В лифте Никита покосился на Зину: может, и она насмехается? Нет, Зина не смеялась. Внизу она придержала высокую дверь, чтобы не придавить Никиту, такого маленького. И ему очень захотелось, чтобы она считала его большим и сильным.
- Наверно, я сейчас пойду путешествовать. Хочу проверить: правда, что у кольца нет конца? - сказал он.
Зина посмотрела на него внимательными синими глазами.

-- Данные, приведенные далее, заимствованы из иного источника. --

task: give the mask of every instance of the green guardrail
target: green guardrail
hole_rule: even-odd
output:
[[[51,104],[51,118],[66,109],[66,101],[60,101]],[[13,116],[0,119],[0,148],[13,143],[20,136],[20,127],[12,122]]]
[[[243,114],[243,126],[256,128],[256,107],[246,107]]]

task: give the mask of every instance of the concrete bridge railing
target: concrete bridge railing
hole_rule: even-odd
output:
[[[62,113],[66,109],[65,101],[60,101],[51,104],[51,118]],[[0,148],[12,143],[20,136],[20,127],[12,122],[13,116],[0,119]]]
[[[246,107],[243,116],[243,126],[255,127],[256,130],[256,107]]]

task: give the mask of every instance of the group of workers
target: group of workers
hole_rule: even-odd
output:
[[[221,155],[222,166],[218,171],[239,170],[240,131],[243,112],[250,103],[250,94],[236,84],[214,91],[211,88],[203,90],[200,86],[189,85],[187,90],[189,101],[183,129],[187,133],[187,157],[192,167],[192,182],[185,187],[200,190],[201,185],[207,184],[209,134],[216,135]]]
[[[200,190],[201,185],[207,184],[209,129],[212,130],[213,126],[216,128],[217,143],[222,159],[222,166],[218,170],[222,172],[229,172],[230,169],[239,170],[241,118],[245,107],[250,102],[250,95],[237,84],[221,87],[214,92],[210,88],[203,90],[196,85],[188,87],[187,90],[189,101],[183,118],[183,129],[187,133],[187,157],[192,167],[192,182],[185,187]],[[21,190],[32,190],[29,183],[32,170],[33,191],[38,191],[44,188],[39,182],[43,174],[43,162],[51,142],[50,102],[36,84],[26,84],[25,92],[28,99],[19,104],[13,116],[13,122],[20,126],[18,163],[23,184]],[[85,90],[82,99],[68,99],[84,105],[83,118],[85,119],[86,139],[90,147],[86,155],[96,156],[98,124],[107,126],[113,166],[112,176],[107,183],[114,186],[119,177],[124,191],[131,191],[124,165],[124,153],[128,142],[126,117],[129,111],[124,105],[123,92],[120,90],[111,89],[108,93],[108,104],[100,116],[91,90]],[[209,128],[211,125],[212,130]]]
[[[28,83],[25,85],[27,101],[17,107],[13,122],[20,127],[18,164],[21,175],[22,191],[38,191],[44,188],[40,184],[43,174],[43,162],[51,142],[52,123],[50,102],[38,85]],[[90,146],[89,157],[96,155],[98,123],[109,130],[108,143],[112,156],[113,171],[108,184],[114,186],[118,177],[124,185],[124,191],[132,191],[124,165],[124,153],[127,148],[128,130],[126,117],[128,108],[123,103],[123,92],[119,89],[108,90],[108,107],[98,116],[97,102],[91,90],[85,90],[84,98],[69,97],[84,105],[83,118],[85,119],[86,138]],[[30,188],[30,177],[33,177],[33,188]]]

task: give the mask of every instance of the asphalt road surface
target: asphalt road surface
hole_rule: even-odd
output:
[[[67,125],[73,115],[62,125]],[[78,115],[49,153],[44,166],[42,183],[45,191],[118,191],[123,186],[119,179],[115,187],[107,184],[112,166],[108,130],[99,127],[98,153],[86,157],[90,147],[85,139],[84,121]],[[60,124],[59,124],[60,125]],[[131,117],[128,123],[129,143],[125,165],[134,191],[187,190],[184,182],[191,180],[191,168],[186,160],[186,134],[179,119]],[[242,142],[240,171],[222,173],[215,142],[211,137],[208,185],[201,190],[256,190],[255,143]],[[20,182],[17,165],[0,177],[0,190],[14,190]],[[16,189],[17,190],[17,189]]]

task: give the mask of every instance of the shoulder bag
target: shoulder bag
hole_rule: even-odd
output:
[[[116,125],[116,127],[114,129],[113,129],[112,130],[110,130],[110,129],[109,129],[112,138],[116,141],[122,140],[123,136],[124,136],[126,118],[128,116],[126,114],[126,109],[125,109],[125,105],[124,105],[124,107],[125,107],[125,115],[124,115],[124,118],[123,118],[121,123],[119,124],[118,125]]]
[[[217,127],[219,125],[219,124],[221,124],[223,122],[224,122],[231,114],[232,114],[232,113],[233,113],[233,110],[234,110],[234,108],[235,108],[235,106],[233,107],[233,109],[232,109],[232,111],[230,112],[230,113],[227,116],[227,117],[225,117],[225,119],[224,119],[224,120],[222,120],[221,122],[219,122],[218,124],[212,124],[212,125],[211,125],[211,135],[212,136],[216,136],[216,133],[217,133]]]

- Уже скоро вечер, - сказала она. - А кроме того, путешественники никогда не путешествуют в одиночку. Лучше завтра, в воскресенье, отправляйся вместе с мамой. У нас тут рядом станция кольцевой линии метро. Сядете в поезд, и, если вы будете ехать всё вперёд и вперёд, а приедете на эту же остановку, ты докажешь всему миру, что у кольца нет конца.
Никита поднял на неё доверчивые глаза.
- Да-да, - повторила она серьёзно и настойчиво, - путешественники должны беречь свои силы. Хочешь, я покажу тебе, где метро? Смотри: пойдёшь прямо, повернёшь направо и ещё раз направо. Где твоя правая рука, знаешь?

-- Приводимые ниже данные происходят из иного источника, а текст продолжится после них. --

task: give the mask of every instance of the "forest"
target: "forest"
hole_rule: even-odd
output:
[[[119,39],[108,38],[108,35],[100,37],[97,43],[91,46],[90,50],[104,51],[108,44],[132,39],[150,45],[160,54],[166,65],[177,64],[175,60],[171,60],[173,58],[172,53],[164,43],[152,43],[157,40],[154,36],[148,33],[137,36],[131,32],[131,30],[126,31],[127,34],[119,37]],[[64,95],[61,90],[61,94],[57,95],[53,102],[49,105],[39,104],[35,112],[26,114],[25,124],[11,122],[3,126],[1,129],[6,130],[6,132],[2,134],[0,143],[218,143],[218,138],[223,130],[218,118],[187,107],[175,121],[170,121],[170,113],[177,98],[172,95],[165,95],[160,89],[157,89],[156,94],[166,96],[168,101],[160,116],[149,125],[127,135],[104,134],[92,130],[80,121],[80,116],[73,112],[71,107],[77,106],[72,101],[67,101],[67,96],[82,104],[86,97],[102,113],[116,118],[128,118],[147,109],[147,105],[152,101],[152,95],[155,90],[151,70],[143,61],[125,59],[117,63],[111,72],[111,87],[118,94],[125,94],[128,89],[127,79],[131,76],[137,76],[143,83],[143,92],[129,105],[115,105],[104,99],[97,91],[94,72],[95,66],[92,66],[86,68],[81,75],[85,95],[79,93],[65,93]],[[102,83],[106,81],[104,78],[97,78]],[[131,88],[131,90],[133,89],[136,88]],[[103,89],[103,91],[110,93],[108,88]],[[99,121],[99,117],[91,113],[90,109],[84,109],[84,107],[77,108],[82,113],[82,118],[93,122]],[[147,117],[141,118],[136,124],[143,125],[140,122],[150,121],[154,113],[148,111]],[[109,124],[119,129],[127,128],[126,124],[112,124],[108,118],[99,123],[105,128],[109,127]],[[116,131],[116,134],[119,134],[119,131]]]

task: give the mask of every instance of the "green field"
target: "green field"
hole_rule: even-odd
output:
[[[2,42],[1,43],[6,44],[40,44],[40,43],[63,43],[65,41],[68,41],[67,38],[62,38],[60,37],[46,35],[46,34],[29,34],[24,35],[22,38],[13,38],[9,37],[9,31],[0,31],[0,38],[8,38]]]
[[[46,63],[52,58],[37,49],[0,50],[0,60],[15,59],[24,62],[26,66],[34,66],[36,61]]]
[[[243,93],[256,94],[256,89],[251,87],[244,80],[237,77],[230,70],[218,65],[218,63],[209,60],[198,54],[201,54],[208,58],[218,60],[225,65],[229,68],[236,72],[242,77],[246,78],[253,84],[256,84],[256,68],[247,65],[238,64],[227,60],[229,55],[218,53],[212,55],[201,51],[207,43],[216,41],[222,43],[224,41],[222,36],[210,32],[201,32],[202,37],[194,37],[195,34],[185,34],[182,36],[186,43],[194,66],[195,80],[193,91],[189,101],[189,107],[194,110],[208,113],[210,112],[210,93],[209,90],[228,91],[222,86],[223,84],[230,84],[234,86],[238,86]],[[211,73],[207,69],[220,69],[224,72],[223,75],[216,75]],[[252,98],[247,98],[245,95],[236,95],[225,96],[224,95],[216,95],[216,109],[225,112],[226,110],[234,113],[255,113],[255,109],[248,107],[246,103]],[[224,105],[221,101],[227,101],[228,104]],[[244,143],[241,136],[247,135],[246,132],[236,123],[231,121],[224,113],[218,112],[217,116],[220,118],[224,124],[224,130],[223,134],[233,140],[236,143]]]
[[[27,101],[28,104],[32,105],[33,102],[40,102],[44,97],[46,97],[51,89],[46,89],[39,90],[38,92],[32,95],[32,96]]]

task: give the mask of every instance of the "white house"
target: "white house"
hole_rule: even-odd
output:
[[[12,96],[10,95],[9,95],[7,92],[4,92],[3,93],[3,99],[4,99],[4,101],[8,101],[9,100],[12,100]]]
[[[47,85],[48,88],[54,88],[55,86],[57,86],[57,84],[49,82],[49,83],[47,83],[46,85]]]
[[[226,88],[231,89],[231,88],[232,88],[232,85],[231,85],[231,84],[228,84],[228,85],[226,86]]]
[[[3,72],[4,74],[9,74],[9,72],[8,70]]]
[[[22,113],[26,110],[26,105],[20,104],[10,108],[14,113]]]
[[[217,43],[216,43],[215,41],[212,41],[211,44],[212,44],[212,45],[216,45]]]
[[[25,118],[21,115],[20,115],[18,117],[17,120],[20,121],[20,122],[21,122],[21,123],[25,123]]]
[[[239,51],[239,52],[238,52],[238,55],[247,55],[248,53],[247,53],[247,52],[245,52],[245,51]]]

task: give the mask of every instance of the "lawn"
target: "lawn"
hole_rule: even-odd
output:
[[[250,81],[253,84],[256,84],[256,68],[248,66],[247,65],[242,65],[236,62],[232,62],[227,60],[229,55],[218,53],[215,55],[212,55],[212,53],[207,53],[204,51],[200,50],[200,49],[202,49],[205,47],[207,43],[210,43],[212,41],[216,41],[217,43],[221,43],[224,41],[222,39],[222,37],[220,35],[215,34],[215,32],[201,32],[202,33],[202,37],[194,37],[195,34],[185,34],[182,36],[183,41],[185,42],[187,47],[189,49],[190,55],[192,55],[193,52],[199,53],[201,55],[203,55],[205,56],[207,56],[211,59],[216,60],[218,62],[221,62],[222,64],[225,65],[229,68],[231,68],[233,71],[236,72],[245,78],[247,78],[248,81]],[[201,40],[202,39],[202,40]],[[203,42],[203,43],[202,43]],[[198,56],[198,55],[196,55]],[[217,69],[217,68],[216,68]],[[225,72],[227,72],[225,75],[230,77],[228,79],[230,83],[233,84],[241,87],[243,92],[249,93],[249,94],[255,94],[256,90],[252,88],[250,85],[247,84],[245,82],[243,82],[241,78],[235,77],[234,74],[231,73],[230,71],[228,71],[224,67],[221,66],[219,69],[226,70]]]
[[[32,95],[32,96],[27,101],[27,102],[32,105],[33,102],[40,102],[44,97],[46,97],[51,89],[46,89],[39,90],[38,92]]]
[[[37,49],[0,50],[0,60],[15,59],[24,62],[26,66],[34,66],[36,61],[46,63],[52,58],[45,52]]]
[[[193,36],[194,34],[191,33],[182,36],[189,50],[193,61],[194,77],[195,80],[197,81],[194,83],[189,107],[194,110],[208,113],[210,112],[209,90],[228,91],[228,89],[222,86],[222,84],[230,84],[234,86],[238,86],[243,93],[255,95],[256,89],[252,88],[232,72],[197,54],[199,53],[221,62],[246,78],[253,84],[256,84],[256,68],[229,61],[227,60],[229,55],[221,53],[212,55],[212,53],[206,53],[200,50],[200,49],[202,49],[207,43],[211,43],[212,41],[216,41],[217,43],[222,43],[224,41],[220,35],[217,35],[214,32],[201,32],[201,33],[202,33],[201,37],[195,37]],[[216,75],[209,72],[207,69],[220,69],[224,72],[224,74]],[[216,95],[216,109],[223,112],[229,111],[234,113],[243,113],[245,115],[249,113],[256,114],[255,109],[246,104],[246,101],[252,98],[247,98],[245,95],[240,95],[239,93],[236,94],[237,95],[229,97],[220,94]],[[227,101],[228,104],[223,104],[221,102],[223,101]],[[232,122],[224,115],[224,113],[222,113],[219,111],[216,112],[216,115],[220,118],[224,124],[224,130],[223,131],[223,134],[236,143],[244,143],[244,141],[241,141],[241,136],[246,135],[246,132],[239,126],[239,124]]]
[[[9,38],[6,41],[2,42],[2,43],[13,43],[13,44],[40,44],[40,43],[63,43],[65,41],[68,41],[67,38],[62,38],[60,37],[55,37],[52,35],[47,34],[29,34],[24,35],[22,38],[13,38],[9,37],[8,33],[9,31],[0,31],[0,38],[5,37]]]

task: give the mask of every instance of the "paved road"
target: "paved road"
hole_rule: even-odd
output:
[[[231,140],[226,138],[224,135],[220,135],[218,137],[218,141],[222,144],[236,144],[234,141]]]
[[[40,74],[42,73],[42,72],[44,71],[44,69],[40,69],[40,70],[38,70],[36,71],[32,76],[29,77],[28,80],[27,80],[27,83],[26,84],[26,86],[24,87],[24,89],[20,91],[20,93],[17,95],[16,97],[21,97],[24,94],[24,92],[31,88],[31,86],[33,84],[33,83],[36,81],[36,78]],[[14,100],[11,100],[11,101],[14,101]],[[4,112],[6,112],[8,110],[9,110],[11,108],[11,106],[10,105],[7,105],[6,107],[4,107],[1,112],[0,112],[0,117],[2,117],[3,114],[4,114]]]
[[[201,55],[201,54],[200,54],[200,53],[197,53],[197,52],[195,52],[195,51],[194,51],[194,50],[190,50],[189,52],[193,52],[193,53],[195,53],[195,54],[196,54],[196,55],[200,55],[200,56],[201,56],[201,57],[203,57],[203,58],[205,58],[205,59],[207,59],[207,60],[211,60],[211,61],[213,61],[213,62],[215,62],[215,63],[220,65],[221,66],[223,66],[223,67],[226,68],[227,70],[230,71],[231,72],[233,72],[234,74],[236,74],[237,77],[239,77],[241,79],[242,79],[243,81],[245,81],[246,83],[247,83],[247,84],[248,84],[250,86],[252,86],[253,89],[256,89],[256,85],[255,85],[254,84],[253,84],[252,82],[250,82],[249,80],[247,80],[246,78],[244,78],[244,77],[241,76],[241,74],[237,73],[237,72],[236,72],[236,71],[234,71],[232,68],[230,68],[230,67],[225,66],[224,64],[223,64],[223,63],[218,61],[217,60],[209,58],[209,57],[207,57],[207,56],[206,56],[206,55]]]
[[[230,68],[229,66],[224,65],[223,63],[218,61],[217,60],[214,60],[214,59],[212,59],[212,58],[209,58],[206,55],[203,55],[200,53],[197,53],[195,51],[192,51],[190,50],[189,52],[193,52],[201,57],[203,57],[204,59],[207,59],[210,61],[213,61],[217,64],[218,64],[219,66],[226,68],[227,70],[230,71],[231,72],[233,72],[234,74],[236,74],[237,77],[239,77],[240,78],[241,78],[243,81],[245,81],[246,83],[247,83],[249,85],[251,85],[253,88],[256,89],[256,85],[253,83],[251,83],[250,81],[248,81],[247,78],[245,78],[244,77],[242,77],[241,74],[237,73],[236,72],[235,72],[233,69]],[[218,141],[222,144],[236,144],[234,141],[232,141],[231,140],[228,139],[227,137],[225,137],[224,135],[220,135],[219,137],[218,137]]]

Никита безошибочно поднял правую руку: там, в поднебесье, он ел бутерброд, и она была измазана вареньем.
- Молодец! - сказала Зина.
Она пожала ему руку, и Никите стало обидно, что рука у него такая маленькая, да ещё липкая. Он слизнул с руки варенье.
- Во чего у меня есть на память из подземелья! - сообщил он ей и достал из мешка свой кораблик.

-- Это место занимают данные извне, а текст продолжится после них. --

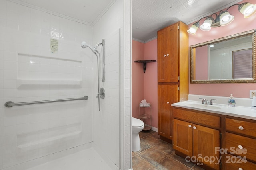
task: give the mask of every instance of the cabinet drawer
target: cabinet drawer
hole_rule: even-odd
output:
[[[226,131],[256,137],[256,123],[226,118]]]
[[[218,116],[202,114],[194,111],[181,110],[173,108],[174,118],[183,119],[190,122],[218,128],[220,127],[220,117]]]
[[[226,155],[226,170],[256,170],[256,164],[247,161],[245,163],[241,158],[230,154]]]
[[[230,153],[231,151],[234,154],[256,161],[256,139],[228,132],[226,133],[225,139],[225,148],[228,149],[228,152]],[[239,149],[240,145],[242,147],[242,150]]]

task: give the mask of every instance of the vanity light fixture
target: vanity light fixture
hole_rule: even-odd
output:
[[[211,27],[219,27],[220,26],[225,26],[230,23],[235,17],[231,15],[228,10],[231,7],[238,5],[238,11],[244,15],[244,17],[247,18],[256,13],[256,4],[252,4],[248,2],[244,2],[240,4],[236,4],[228,8],[225,10],[221,10],[218,15],[216,13],[212,14],[210,16],[202,17],[198,21],[193,24],[189,29],[187,31],[191,34],[195,35],[198,28],[202,31],[208,31],[211,30]],[[214,19],[212,16],[215,15],[216,18]],[[201,20],[206,18],[203,24],[200,26],[199,23]]]

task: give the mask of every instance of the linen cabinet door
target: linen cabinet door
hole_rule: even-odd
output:
[[[220,131],[194,124],[193,129],[194,156],[204,164],[219,170],[220,152],[216,152],[215,147],[220,148]]]
[[[178,26],[176,24],[158,32],[158,82],[178,82]]]
[[[193,123],[174,119],[173,149],[193,156]]]
[[[178,85],[158,85],[158,134],[172,140],[173,118],[171,105],[178,102]]]

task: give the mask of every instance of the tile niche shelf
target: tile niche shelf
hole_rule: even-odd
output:
[[[156,62],[156,60],[135,60],[134,62],[135,63],[143,63],[143,71],[144,71],[144,73],[146,71],[146,68],[147,66],[147,63],[150,62]]]

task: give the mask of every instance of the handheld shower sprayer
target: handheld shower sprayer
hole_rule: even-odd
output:
[[[95,53],[95,52],[97,51],[96,48],[95,48],[95,47],[93,48],[92,47],[91,47],[90,45],[89,45],[88,44],[87,44],[86,42],[85,41],[82,42],[82,43],[81,43],[81,47],[84,49],[86,48],[86,47],[88,47],[89,48],[90,48],[90,49],[92,50],[92,52],[94,53]]]
[[[102,60],[103,61],[103,75],[102,77],[102,81],[103,82],[105,82],[105,39],[102,39],[102,42],[98,43],[97,45],[95,47],[92,47],[90,45],[87,44],[85,41],[83,41],[81,43],[81,47],[83,49],[86,48],[86,47],[88,47],[90,49],[92,50],[92,51],[95,54],[96,56],[97,57],[97,67],[98,67],[98,93],[96,96],[96,98],[98,98],[98,103],[99,103],[99,111],[100,111],[100,98],[102,99],[104,98],[105,97],[105,92],[104,90],[104,88],[100,88],[100,54],[97,50],[97,48],[100,46],[100,45],[102,45],[103,47],[103,59]],[[99,56],[97,54],[97,53],[98,53]],[[104,81],[103,81],[104,80]],[[102,94],[101,93],[101,89],[102,88]]]

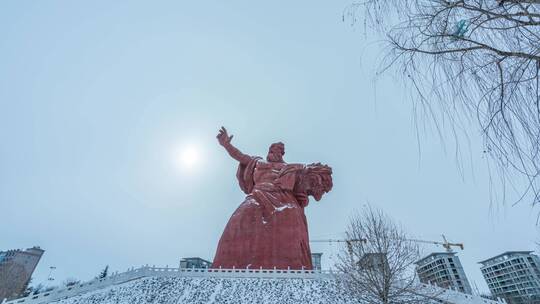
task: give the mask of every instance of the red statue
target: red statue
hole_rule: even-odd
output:
[[[217,139],[240,164],[236,177],[247,194],[219,240],[214,268],[312,269],[304,207],[332,189],[326,165],[287,164],[285,145],[270,146],[266,161],[240,152],[221,128]]]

Зина вынула из кармана фартука потемневшую лампочку. Внутри лампочки что-то тихо звенело.
- Хочешь? Она из небесного бакена. К сожалению, перегорела…
- Хочу, - сказал Никита и сунул своё новое сокровище в калошный мешок.
- Я тебе ещё подарю на память билет в метро, - сказала Зина.
Он бережно взял и билет.
После этого они простились навсегда, и Никита ушёл. Но вовсе не домой, нет. Он отправился разыскивать подземную станцию.
Глава 4. Солнечный свет
Легко поворачивать направо и ещё раз направо, когда знаешь, где твоя правая рука. Но ведь Никита слизнул отметину. Значит, дорогу надо спросить у прохожих. Прохожие идут быстро. Только один старый человек с длинными седыми усами никуда не торопится. Но он стоит высоко на приставной лестнице, там, где начинаются окошки второго этажа, и стучит молотком.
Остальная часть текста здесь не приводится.